Bryon White and William Rehnquist, voted against Roe out of the nine Supreme Court Justices, Warren Burger, William Douglas, William Brennan Jr., Potter Stewart, Byron White, Thurgood Marshall, Harry Blackmun, Lewis Powell Jr., and, William Rehnquist.

From Oyez

Under Roe’s, Trimester Framework, abortions were not restricted in the first trimester of pregnancy. From the end of the first trimester on, a state could restrict abortions for the fetus carrier’s health. From the end of the second trimester, a state could completely outlaw abortions because the fetus is considered viable, meaning “capable of developing and surviving independently”.

However, in interest of the fetus carrier’s health, exceptions could be made after fetal viability.

Planned Parenthood of Southeastern Pennsylvania v. Casey

In 1992, the ruling of the Supreme Court case, ​​Planned Parenthood of Southeastern Pennsylvania v. Casey, reestablished the basic principle of Roe v. Wade, women have the right to obtain an abortion before fetal viability. 
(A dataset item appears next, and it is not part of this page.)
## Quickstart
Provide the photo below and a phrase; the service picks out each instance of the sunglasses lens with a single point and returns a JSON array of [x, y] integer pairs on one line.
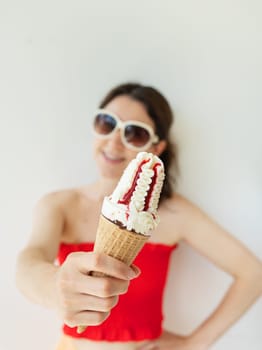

The plaintiff in this case, Planned Parenthood of Southeastern Pennsylvania, included multiple Pennsylvanian abortion clinics, and a group of abortion providing Physicians. 

The defendant, the Governor of Pennsylvania, Bob Casey Sr., argued that a state has the right to regulate abortion for the sake of a fetus or woman’s health. 

The case’s question aimed to narrow the ruling of a previous case, Roe v Wade. Pennsylvania enacted new statutes that required women who want an abortion to wait twenty-four hours before the procedure, get informed consent (the doctors have to make sure that the patients know what’s happening during the procedure, and the outcomes and risks), notify their husbands (if they’re married), and get parental consent, (if they’re minors). 

William Rehnquist, Byron White, Antonin Scalia, and Clarence Thomas, voted against Planned Parenthood of Southeastern Pennsylvania, and in favor of Casey out of the nine Supreme Court Justices, William Rehnquist, Byron White, Harry Blackmun, John Paul Stevens, Sandra Day O’Connor, Antonin Scalia, Anthony Kennedy, David Souter, and Clarence Thomas.

From Oyez

During this case, a new standard that would determine the validity of the restrictions for abortion seekers, was called, “undue burden”. This meant that if the restrictions that new laws brought would place “significant difficulty or expense” on the abortion seekers, then it would be unconstitutional and invalid. 

Dobbs v. Jackson Women’s Health Organization

A Supreme Court draft opinion written by Associate Justice, Samuel Alito, for the case, Dobbs v. Jackson Women’s Health Organization, was leaked in early May, 2022. 

A Supreme Court Opinion is a type of writing authored by the Justices themselves. The opinion was authenticized by Chief Justice, John Roberts Jr

The current Chief Justice of the United States, is John Roberts Jr. The Associate Justices are Clarence Thomas, Stephen Breyer, Samuel Alito, Sonia Sotomayor, Elena Kagan, Neil Gorsuch, Brett Kavanaugh, and Amy Coney Barret. 

The draft opinion called for Roe v. Wade to be overruled and said that Roe was “egregiously wrong from the start,”. 

Opinions written by the court are not the final ruling of the case. Supreme Court Justices are still able to change their opinions. 

A study from American Public Health Association says that “nearly 1 in 4 women is anticipated to have an abortion during her reproductive years”. 

Planned Parenthood predicts that if Roe v Wade was overturned, Alabama, Arizona, Arkansas, Georgia, Idaho, Indiana, Kentucky, Louisiana, Mississippi, Missouri, Nebraska, North Dakota, Ohio, Oklahoma, South Carolina, South Dakota, Tennessee, Texas, Utah, West Virginia, and Wisconsin would eliminate access to all abortion procedures. 

The most restrictive abortion regulation is in Texas. Texans are unable to receive an abortion after about six weeks into a pregnancy. Most people don’t even know if they’re pregnant then. 

The Governor of California, Gavin Newsom, told Associated Press that California will “be a sanctuary,” should Roe v. Wade be overturned.